GMorgan21  2015-06-30   1             
2015-06-28  Route: Northwest Ridge
Info: Didn‘t bring gaitors, microspikes, or snowshoes. You don‘t need them, not worth the weight. Hiking poles were helpful for stability in the few snow crossings you can‘t avoid, but not necessary. Not a very muddy trail minus a small section below the first ridge by the first snow you have to cross. Most of the people on the summit were from the SW approach and said that despite the off road trail being washed out the final 0.4 miles or something, the trail wasn‘t any more muddy than you‘d expect through the willows. More info and can be found at 
Flock14  2015-06-29   0             
2015-06-28  Route: Southwest Ridge
Info: The bridge is still washed off ~1.3 mile from the TH registration box. Willow is wet and boggy at spots, but not unmanageable especially with waterproof boots. The trail above willow is almost all cleared of snow and dried, there are only a couple spots (right below the last false summit and right below the summit itself) with snow fields to cross but there are established tracks to follow. No need for microspikes or snowshoes. Marmots and pikas are out in scores now, very fun to watch them when scrambling. 
ronichen  2015-06-29   0   2          
2015-06-26  Route: Northwest Ridge
Info: No real snow on the trail until the final ridge. Even there, it is avoidable if you stay to one side (we choose the right/west). No snowshoes necessary. Brought Microspikes but never ended up using those either. Stream crossing at the beginning is flowing fast but there is a manageable log bridge that shouldn‘t give anyone a problem. Be warned though, your pup may not like it (I had to carry a Bernese across in the afternoon). 
jwgrosser  2015-06-29   2             
2015-06-26  Route: Northwest Ridge
Info: Trail is almost entirely clear. Saw several people hiking in sneakers. The creek is pushing on a raging river right now and is sketchy to cross. I skied a ridge line on the West face which still had a good amount of snow on it. It was rather difficult to get to, lots of fun, but the snow is pushing unskiable. 

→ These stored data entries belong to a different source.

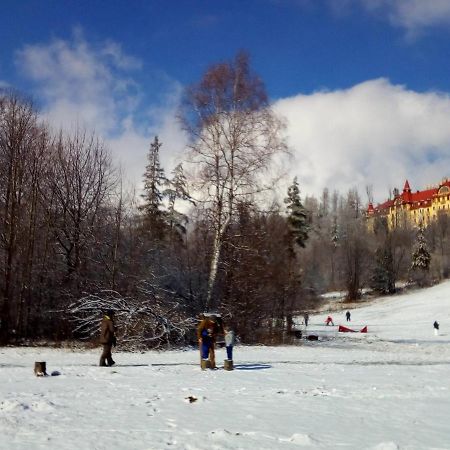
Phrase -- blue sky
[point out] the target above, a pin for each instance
(363, 84)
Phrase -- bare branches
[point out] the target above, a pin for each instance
(150, 318)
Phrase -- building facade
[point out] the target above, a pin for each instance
(412, 209)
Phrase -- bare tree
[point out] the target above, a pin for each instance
(80, 181)
(18, 135)
(234, 137)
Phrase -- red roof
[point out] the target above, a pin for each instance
(419, 199)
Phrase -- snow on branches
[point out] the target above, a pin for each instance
(150, 318)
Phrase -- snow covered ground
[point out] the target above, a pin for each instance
(383, 390)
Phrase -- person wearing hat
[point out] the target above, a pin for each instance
(107, 338)
(207, 332)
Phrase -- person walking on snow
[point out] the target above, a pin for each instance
(206, 333)
(306, 319)
(230, 340)
(436, 328)
(107, 338)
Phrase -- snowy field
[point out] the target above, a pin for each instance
(388, 389)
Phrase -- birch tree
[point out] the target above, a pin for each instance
(234, 136)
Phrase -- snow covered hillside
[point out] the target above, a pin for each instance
(387, 389)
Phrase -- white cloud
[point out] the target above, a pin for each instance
(374, 133)
(413, 15)
(92, 86)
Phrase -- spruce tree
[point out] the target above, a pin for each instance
(154, 180)
(421, 259)
(297, 216)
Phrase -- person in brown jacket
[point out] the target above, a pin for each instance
(207, 333)
(107, 338)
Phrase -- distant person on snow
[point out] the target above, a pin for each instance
(107, 338)
(207, 332)
(436, 328)
(306, 319)
(230, 340)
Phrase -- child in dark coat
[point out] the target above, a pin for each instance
(230, 340)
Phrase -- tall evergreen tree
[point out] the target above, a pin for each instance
(154, 180)
(421, 257)
(297, 216)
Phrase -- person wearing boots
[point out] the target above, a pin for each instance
(207, 333)
(107, 338)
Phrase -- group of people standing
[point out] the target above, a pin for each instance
(209, 328)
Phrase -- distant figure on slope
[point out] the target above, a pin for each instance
(230, 340)
(107, 338)
(436, 328)
(306, 318)
(207, 332)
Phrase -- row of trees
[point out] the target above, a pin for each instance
(73, 243)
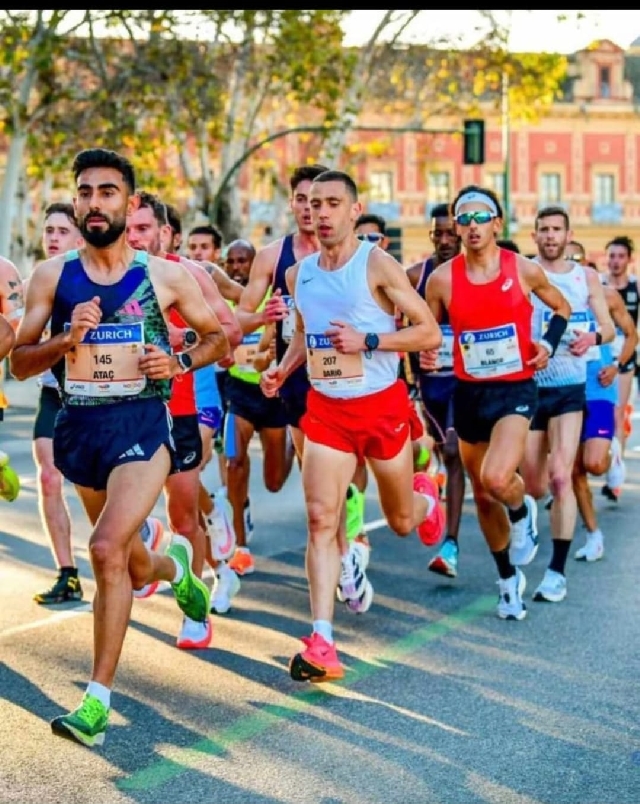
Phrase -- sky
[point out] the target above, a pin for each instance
(530, 30)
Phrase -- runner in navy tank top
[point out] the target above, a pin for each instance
(268, 272)
(486, 293)
(436, 392)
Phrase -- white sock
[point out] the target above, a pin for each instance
(99, 691)
(179, 571)
(324, 628)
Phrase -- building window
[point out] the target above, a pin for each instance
(604, 188)
(550, 190)
(262, 185)
(495, 181)
(381, 187)
(439, 188)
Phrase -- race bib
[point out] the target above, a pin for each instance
(329, 370)
(246, 352)
(445, 353)
(289, 323)
(491, 353)
(618, 343)
(106, 363)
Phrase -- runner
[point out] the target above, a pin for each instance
(619, 253)
(346, 297)
(109, 349)
(554, 433)
(11, 309)
(60, 234)
(486, 293)
(598, 428)
(146, 227)
(249, 412)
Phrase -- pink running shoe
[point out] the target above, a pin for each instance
(431, 529)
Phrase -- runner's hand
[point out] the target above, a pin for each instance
(275, 309)
(541, 358)
(271, 381)
(345, 339)
(429, 360)
(85, 316)
(157, 364)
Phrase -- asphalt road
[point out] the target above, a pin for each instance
(442, 701)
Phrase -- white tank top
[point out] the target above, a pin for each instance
(323, 296)
(564, 368)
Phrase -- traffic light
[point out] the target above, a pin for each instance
(473, 142)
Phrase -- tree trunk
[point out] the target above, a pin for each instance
(9, 191)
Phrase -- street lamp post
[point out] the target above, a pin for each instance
(316, 130)
(506, 155)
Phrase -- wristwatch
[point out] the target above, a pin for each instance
(189, 338)
(371, 341)
(185, 361)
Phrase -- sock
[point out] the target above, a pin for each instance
(503, 564)
(559, 555)
(179, 572)
(324, 628)
(99, 691)
(516, 514)
(431, 504)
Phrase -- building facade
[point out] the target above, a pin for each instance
(584, 154)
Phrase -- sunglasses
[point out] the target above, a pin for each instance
(372, 237)
(465, 218)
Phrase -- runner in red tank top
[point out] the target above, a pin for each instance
(486, 294)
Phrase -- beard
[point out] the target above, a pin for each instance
(102, 238)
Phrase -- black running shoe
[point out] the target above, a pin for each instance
(66, 587)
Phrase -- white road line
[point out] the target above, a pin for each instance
(60, 616)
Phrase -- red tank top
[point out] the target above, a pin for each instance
(183, 398)
(491, 324)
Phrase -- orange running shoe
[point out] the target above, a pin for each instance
(242, 562)
(431, 529)
(317, 662)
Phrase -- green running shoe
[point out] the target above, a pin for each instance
(192, 595)
(87, 724)
(9, 480)
(355, 512)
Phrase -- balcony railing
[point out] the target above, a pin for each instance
(606, 213)
(262, 212)
(391, 211)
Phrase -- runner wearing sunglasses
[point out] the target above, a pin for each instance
(436, 391)
(486, 293)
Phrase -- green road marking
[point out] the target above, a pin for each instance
(256, 723)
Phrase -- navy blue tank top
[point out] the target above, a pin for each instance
(297, 384)
(130, 314)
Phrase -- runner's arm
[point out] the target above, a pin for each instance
(256, 289)
(188, 299)
(7, 337)
(600, 306)
(622, 319)
(423, 332)
(214, 298)
(266, 349)
(11, 293)
(30, 355)
(296, 353)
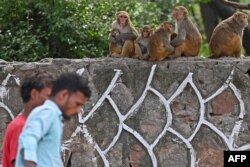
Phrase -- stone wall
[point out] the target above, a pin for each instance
(176, 113)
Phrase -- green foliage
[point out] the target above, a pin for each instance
(34, 29)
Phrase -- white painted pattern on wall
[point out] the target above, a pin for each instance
(82, 129)
(229, 140)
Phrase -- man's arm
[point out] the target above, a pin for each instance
(28, 163)
(37, 125)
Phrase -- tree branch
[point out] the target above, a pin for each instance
(236, 4)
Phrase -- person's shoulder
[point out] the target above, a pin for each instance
(18, 122)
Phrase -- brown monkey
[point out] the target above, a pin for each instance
(226, 39)
(127, 35)
(159, 46)
(141, 43)
(188, 39)
(115, 46)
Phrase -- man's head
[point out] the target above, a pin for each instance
(70, 92)
(36, 87)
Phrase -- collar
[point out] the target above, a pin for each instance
(53, 105)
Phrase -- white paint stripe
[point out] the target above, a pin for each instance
(144, 142)
(221, 134)
(115, 139)
(100, 101)
(7, 109)
(188, 144)
(228, 141)
(105, 161)
(140, 100)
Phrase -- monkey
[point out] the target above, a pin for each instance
(226, 39)
(128, 34)
(115, 46)
(188, 40)
(141, 43)
(159, 46)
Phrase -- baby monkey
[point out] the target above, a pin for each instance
(141, 43)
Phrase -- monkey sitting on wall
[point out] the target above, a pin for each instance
(115, 45)
(141, 43)
(226, 39)
(159, 46)
(188, 39)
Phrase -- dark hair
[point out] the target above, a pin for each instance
(71, 82)
(35, 80)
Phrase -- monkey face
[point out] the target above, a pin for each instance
(115, 32)
(168, 27)
(179, 12)
(241, 18)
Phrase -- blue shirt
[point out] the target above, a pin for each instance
(41, 137)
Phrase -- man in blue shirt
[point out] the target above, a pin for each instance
(40, 141)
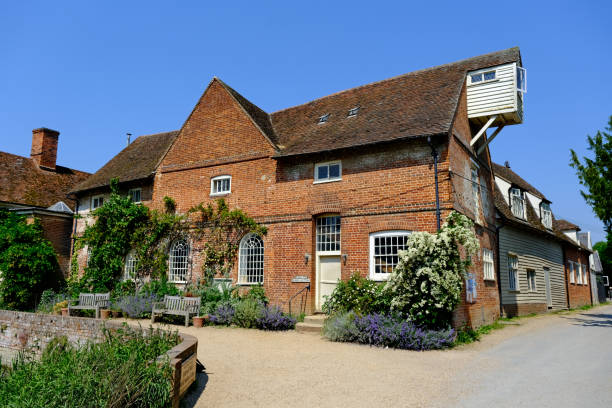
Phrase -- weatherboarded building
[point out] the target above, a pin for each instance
(340, 181)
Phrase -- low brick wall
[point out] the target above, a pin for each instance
(23, 330)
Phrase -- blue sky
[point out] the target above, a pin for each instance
(97, 71)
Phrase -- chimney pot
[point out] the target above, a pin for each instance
(44, 147)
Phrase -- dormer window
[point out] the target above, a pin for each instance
(221, 185)
(517, 203)
(546, 215)
(330, 171)
(482, 77)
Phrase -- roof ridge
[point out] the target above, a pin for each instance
(419, 71)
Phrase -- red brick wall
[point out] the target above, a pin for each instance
(578, 294)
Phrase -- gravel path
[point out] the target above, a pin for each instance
(525, 364)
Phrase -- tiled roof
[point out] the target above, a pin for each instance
(565, 225)
(137, 161)
(415, 104)
(23, 182)
(508, 174)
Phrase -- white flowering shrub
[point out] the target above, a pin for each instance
(426, 284)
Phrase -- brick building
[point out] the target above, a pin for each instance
(340, 181)
(577, 266)
(37, 188)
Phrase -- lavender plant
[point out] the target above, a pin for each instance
(272, 318)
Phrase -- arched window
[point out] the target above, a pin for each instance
(250, 262)
(178, 261)
(129, 269)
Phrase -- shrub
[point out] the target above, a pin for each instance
(385, 331)
(358, 294)
(121, 371)
(27, 262)
(426, 284)
(135, 305)
(247, 312)
(272, 318)
(224, 314)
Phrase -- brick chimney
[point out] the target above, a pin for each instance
(44, 147)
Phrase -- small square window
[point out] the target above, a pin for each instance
(134, 195)
(354, 111)
(331, 171)
(97, 202)
(221, 185)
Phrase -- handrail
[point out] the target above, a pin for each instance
(305, 288)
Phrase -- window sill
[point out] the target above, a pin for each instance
(325, 181)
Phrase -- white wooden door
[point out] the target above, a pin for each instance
(547, 280)
(327, 277)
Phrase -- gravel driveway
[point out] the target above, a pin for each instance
(553, 360)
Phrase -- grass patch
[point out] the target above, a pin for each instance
(467, 335)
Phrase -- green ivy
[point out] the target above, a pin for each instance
(27, 262)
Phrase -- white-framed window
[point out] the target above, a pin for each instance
(329, 171)
(488, 265)
(97, 201)
(517, 203)
(546, 215)
(476, 192)
(531, 281)
(178, 261)
(513, 272)
(251, 260)
(129, 268)
(134, 195)
(384, 252)
(521, 79)
(221, 185)
(328, 234)
(482, 77)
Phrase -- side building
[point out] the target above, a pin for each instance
(533, 253)
(37, 188)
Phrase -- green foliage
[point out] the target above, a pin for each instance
(258, 293)
(596, 174)
(121, 226)
(27, 262)
(426, 284)
(247, 312)
(360, 295)
(223, 229)
(121, 371)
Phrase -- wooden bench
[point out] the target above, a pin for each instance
(91, 301)
(178, 306)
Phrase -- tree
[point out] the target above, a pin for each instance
(596, 175)
(28, 263)
(426, 284)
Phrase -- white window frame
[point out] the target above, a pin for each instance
(129, 266)
(131, 195)
(513, 281)
(244, 253)
(220, 178)
(97, 197)
(546, 215)
(317, 180)
(488, 260)
(532, 286)
(390, 233)
(173, 275)
(482, 72)
(517, 193)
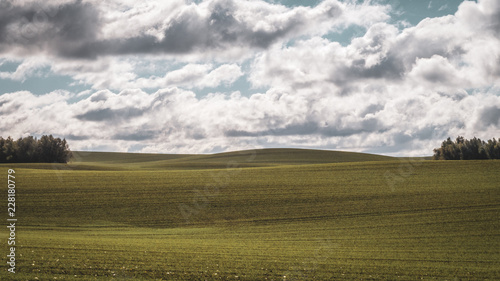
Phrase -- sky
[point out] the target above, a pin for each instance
(390, 77)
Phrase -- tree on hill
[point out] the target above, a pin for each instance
(31, 150)
(462, 149)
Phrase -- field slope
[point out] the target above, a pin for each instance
(307, 215)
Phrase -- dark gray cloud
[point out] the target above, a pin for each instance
(313, 128)
(490, 116)
(110, 115)
(71, 30)
(135, 136)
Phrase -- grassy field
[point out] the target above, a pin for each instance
(272, 214)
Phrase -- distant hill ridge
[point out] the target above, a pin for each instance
(245, 158)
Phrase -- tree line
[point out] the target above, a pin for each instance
(462, 149)
(47, 149)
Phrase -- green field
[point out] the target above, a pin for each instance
(274, 214)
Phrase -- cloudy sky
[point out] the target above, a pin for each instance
(393, 77)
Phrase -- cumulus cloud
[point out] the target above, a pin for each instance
(393, 90)
(90, 29)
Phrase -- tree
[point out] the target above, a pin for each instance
(463, 149)
(29, 150)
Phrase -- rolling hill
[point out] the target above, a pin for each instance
(274, 214)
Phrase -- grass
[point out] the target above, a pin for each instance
(302, 217)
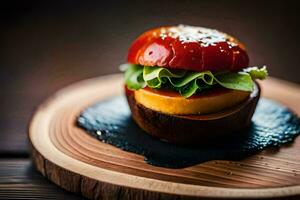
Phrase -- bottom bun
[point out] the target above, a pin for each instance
(189, 129)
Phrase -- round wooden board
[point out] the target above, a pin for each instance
(79, 163)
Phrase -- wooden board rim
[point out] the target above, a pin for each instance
(117, 178)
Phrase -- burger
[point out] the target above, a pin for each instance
(187, 84)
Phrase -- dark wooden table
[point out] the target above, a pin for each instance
(47, 45)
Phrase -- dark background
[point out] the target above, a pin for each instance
(46, 45)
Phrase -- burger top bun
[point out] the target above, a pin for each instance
(188, 48)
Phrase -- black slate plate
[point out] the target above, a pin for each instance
(110, 121)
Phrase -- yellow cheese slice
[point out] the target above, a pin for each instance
(171, 102)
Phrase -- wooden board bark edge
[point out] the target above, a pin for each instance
(79, 177)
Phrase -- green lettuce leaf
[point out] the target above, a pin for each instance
(188, 83)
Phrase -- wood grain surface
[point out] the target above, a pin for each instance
(79, 163)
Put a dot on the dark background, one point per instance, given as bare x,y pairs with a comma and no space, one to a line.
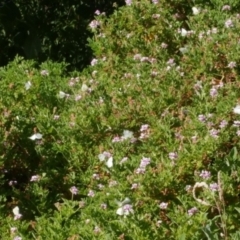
43,29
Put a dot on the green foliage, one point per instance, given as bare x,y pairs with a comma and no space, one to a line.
143,144
56,30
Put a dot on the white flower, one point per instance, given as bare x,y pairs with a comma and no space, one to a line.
28,85
195,10
16,213
36,136
237,109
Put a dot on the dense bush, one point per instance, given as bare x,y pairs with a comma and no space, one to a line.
143,144
55,30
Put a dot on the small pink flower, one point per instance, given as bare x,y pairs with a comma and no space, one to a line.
97,229
94,62
17,238
97,12
123,160
229,23
173,155
226,8
113,183
35,178
214,133
164,45
192,211
223,124
78,97
13,229
12,183
100,186
205,174
214,187
232,65
213,92
96,176
156,16
144,127
104,206
140,170
163,205
44,73
56,117
128,2
94,24
74,190
135,186
91,193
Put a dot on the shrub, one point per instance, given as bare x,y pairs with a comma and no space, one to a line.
143,144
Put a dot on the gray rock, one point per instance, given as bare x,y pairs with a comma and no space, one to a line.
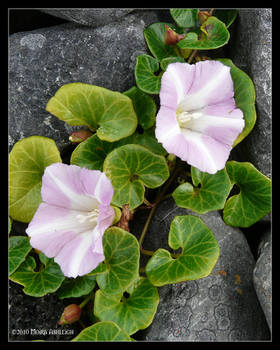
93,17
43,60
220,307
263,276
250,48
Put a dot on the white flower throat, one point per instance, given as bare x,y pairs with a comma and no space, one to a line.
91,217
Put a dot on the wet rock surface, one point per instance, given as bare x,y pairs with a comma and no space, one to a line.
220,307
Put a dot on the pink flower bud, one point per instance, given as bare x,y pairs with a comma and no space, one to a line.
79,136
171,37
70,314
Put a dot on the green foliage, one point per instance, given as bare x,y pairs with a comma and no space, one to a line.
211,195
19,247
200,252
107,112
38,283
254,199
103,331
27,162
133,312
130,168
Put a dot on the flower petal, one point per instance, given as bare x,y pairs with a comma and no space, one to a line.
212,84
70,186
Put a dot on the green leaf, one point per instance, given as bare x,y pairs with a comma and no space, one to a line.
107,112
92,152
130,168
155,35
19,247
211,195
144,106
103,331
200,252
132,311
185,18
27,162
254,199
122,256
214,34
76,287
226,16
145,78
37,284
244,95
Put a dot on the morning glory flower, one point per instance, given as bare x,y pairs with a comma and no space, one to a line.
198,120
70,222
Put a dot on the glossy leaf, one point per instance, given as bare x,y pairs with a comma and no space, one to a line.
226,15
76,287
254,200
27,161
103,331
19,247
155,38
107,112
92,152
130,168
122,256
210,195
200,252
244,95
144,106
145,78
214,34
37,284
133,311
185,18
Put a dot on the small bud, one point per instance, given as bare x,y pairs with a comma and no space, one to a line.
70,314
203,16
171,37
79,136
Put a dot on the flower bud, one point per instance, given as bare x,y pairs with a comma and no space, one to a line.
70,314
79,136
203,16
171,37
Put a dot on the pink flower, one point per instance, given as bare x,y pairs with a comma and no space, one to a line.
70,222
198,120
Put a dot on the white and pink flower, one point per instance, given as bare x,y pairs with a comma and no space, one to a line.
198,120
70,222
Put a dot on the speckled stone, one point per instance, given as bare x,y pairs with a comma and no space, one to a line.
220,307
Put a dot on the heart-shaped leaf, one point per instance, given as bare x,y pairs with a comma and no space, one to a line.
254,199
155,38
92,152
19,247
76,287
37,284
107,112
185,18
122,256
244,96
225,15
103,331
211,195
200,252
130,168
144,106
27,162
145,78
132,311
214,34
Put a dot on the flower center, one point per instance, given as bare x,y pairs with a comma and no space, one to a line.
184,118
91,216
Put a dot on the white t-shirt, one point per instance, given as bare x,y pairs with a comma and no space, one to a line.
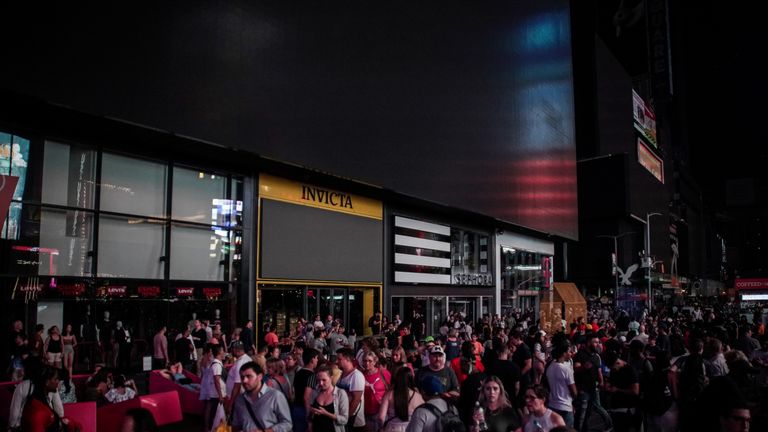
355,381
560,376
207,385
114,396
234,373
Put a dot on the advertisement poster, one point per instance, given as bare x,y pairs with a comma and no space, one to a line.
645,119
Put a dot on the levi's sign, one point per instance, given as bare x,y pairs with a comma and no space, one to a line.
185,292
751,284
472,279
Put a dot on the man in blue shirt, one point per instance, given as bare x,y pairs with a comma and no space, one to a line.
260,408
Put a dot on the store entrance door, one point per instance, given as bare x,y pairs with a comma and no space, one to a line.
351,305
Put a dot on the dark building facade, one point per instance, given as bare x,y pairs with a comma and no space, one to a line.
249,160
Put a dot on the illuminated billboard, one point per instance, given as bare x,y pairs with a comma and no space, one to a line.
465,104
650,161
644,119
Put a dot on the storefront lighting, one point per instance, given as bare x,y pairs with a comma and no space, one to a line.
527,267
753,297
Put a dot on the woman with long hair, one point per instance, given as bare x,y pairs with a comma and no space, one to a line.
540,418
399,359
276,378
66,387
468,362
53,347
500,416
39,414
399,402
377,381
329,409
69,342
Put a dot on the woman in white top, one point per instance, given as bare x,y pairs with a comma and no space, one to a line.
399,402
541,418
122,391
213,389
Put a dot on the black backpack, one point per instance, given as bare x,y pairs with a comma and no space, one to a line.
447,421
657,398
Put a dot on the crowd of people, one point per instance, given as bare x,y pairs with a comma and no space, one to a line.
673,369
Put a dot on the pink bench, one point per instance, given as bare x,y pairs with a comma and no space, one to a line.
165,407
83,413
190,400
6,395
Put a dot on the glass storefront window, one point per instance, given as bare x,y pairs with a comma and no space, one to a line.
133,186
199,253
131,247
14,160
69,174
201,197
469,252
66,244
522,278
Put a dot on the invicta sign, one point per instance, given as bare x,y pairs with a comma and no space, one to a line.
326,197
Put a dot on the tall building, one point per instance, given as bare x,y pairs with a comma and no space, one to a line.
268,161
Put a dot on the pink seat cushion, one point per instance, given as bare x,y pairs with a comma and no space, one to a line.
83,413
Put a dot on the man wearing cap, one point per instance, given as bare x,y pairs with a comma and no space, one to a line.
424,418
233,377
375,323
353,382
436,368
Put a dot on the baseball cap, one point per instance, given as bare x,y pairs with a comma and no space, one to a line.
431,385
238,345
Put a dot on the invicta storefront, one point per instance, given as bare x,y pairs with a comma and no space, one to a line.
319,253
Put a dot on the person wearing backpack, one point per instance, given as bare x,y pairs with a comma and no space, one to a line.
435,415
377,381
659,401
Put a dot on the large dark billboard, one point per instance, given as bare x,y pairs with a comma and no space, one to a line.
468,104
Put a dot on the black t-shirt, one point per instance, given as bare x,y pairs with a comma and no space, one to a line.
445,375
586,379
375,324
392,339
623,379
504,420
509,374
200,337
246,336
304,378
468,395
181,346
409,341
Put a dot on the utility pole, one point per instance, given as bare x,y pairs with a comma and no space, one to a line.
616,256
648,258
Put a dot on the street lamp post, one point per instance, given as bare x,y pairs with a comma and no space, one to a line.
616,255
648,259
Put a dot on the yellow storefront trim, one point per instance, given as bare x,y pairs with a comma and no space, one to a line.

zrgraf  2015-06-27   0             
2015-06-24  Route: Southwest Ridge
Info: No snow of real significance. We had some trouble route finding as we did not research the route before-hand. Almost climbed Sayers without proper equipment thinking it was La Plata (would‘ve been a huge mistake). Willows are muddy, but not awful. small snowfields that are avoidable above the Willows (no point avoiding them though as they were fairly supportive even at 11). No need for traction, snowshoes or Ice Axe, although the Ice axe could be helpful for a glissade or two. Bring waterproof boots, don‘t bother with gaiters unless you only have tennis shoes. When climbing up the first false summit after the Willows, avoid the snow as it is unsupportive and completely avoidable. If we hadn‘t had so much trouble route finding, could‘ve summited in about 2 and a half hours.